Acerca do tema, este Tribunal de Justiça Estadual consolidou o seu entendimento no enunciado nº 40 de sua Súmula, in verbis:

“ SÚMULA 40 - A responsabilidade da instituição financeira deve ser afastada quando o evento danoso decorre de transações que, embora contestadas, são realizadas com a apresentação física do cartão original e mediante uso de senha pessoal do correntista, restando, ainda, comprovado a disponibilização dos valores na conta corrente do postulante.”

 

Assim, diante do documento juntado pela instituição financeira, impõe-se afastar a alegação de fraude ou de não realização do negócio bancário, pois comprovada a existência e a regularidade do respectivo contrato, além do repasse da quantia objeto do empréstimo.

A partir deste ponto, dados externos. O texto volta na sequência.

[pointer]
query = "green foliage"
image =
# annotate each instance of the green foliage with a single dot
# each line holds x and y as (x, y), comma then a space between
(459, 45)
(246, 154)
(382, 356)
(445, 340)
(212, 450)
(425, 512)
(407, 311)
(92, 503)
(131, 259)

Desse modo, não há que falar em nulidade da contratação, devolução de valores, tampouco indenização por danos morais, isto porque, sendo a contratação realizada de forma livre, afasta-se a possibilidade de vícios na prestação do serviço.

Por fim, advirto às partes que a oposição de Embargos Declaratórios ou a interposição de Agravo Interno manifestamente protelatórios ensejará a aplicação da multa prevista, respectivamente, no art. 1.026, § 2º, e no art. 1.021, § 4º, ambos do CPC.


IV. DISPOSITIVO

 

Isso posto, com fulcro no artigo 932, V, “a” do CPC c/c art. 91, VI-D do RITJ/PI, conheço do presente recurso e, no mérito, dou-lhe provimento, reformando a sentença recorrida para julgar totalmente improcedente os pedidos da inicial, nos termos do artigo 487, I, do CPC,

Ante a sucumbência da parte autora, inverto os honorários advocatícios, recaindo o encargo exclusivamente à parte autora, ressaltando-se, contudo, a previsão do art. 98, §3º, do CPC.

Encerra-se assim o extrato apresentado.